Are you dreading talking with a colleague about an issue you're having with them? When approaching a difficult conversation at work, reframe it in your mind as a discussion that can help improve your relationship with someone, says Michele Coleman Mayes in this episode of our special podcast series.
“You need to go in, again, with this mindset of ‘This is something that I’m doing because I want to improve a situation,’” Mayes tells the ABA Journal’s Stephanie Francis Ward. “And likewise, be open-minded. Don’t go in assuming you know the answer or what the person is going to say to you.”
Mayes is the vice president and general counsel at the New York Public Library and a former chair of the ABA Commission on Women in the Profession. In her work on the commission’s Grit Project, Mayes studied the science behind the grit-and-growth mindset, and encourages lawyers to use those skills to handle interpersonal disputes.
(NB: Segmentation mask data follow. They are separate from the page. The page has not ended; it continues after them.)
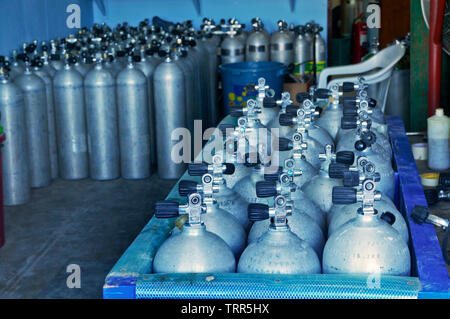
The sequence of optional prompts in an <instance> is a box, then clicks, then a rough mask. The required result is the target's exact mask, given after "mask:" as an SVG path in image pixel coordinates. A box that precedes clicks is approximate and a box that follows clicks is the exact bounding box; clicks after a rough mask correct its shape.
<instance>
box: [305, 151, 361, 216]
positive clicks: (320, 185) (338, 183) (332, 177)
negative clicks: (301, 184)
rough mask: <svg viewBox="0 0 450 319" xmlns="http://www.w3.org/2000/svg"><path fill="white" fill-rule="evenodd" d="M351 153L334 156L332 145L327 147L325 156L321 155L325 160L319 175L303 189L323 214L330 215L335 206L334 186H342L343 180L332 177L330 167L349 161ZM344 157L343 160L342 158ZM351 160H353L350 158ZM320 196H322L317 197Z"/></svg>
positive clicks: (320, 157)
mask: <svg viewBox="0 0 450 319" xmlns="http://www.w3.org/2000/svg"><path fill="white" fill-rule="evenodd" d="M349 155H350V153H341V154H339V155H338V154H332V147H331V145H326V146H325V154H320V159H321V160H323V163H322V166H321V168H320V171H319V174H318V175H316V176H314V177H313V178H312V179H311V181H310V182H309V183H307V184H305V185H304V186H303V187H302V191H303V192H304V193H305V195H306V196H307V197H309V198H310V199H311V200H312V201H313V202H314V203H315V204H316V205H317V206H318V207H319V208H320V209H321V210H322V211H323V212H325V213H328V212H329V211H330V209H331V206H332V205H333V202H332V198H331V194H332V191H333V187H334V186H342V185H343V184H342V180H341V179H338V178H333V177H334V176H330V174H329V173H330V172H329V166H330V164H331V163H332V162H333V161H338V162H344V163H345V162H346V161H347V160H348V161H349V158H350V156H349ZM341 157H342V158H341ZM350 160H352V162H353V159H352V158H350ZM317 194H320V196H317Z"/></svg>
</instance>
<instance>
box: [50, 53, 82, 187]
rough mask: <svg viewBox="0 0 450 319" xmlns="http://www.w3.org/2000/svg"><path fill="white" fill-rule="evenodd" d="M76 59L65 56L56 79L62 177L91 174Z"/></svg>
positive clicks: (56, 98)
mask: <svg viewBox="0 0 450 319" xmlns="http://www.w3.org/2000/svg"><path fill="white" fill-rule="evenodd" d="M75 61H76V58H75V57H68V56H66V64H65V66H64V68H63V69H61V70H59V71H57V72H56V74H55V77H54V78H53V94H54V97H55V122H56V136H57V139H56V140H57V144H58V158H59V174H60V177H61V178H63V179H83V178H86V177H88V175H89V170H88V165H89V164H88V151H87V137H86V115H85V102H84V88H83V77H82V75H81V74H80V73H79V72H78V71H76V70H75V69H74V68H73V66H72V65H73V64H74V63H75Z"/></svg>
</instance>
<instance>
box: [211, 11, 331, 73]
mask: <svg viewBox="0 0 450 319" xmlns="http://www.w3.org/2000/svg"><path fill="white" fill-rule="evenodd" d="M277 26H278V30H277V31H275V32H273V33H272V34H269V33H268V32H267V31H266V29H264V24H263V23H262V21H261V20H260V19H259V18H254V19H252V29H251V31H250V32H247V31H245V30H244V27H245V25H244V24H240V23H239V21H238V20H236V19H230V20H229V21H228V24H225V21H222V22H221V24H220V25H218V26H214V27H212V30H213V34H226V37H225V38H224V39H223V41H222V42H221V44H220V57H221V63H222V64H226V63H236V62H243V61H248V62H260V61H275V62H280V63H283V64H285V65H286V66H288V67H289V68H290V71H291V73H292V74H293V75H296V76H299V77H300V79H302V80H305V81H306V80H307V79H308V77H309V76H311V75H312V74H313V72H314V69H313V68H314V64H315V66H316V73H317V74H319V73H320V71H321V70H322V69H323V68H324V67H325V61H326V49H325V41H324V39H323V38H322V37H321V35H320V32H321V31H322V29H323V28H322V27H320V26H319V25H318V24H315V23H314V22H308V23H307V24H306V25H299V26H296V27H294V25H293V24H291V25H290V26H289V27H288V24H287V23H286V21H284V20H279V21H278V22H277Z"/></svg>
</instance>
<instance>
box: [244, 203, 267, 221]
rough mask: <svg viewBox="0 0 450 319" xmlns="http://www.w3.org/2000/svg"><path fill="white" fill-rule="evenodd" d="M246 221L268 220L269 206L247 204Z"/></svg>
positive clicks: (253, 204) (263, 205) (256, 203)
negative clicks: (248, 219) (248, 220)
mask: <svg viewBox="0 0 450 319" xmlns="http://www.w3.org/2000/svg"><path fill="white" fill-rule="evenodd" d="M247 213H248V219H249V220H250V221H252V222H257V221H260V220H266V219H268V218H269V206H268V205H265V204H257V203H255V204H249V205H248V207H247Z"/></svg>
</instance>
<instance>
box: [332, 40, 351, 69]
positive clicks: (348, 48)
mask: <svg viewBox="0 0 450 319" xmlns="http://www.w3.org/2000/svg"><path fill="white" fill-rule="evenodd" d="M351 44H352V42H351V37H350V35H345V36H343V37H342V38H332V39H331V46H332V48H333V49H332V50H331V52H329V53H328V65H329V66H340V65H347V64H351V63H352V61H351V48H352V45H351Z"/></svg>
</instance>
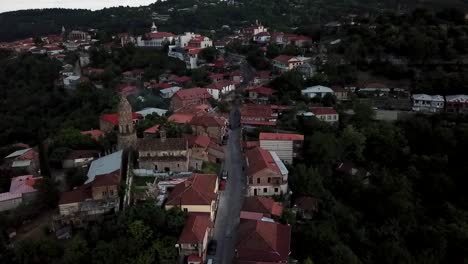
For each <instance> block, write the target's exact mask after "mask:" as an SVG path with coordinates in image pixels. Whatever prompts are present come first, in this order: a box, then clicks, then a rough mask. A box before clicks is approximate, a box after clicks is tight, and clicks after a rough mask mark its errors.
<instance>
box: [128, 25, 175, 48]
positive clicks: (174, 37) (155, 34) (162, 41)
mask: <svg viewBox="0 0 468 264" xmlns="http://www.w3.org/2000/svg"><path fill="white" fill-rule="evenodd" d="M174 38H175V35H174V34H172V33H170V32H158V28H157V27H156V25H155V24H154V22H153V25H152V26H151V32H150V33H147V34H145V35H143V36H139V37H138V38H137V46H138V47H149V48H161V47H163V46H164V45H165V44H170V43H171V42H172V41H173V40H174Z"/></svg>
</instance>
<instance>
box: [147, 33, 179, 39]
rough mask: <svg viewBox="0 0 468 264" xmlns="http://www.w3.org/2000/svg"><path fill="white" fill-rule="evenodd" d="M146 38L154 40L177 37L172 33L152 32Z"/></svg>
mask: <svg viewBox="0 0 468 264" xmlns="http://www.w3.org/2000/svg"><path fill="white" fill-rule="evenodd" d="M145 36H146V37H148V38H154V39H157V38H170V37H175V35H174V34H172V33H170V32H151V33H147V34H146V35H145Z"/></svg>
“Simply keeping your head down and accepting your fate is not what we’re advocating,” she says. “Indeed, you owe it to yourself—and potentially your career—to figure out what’s really going on here.”
“You have to work harder to listen to someone you’d rather not hear talk,” added Mayes. You also may need to have multiple difficult conversations for a situation to improve, she says. But as you repeatedly speak with the person, you can learn what sort of communication works best.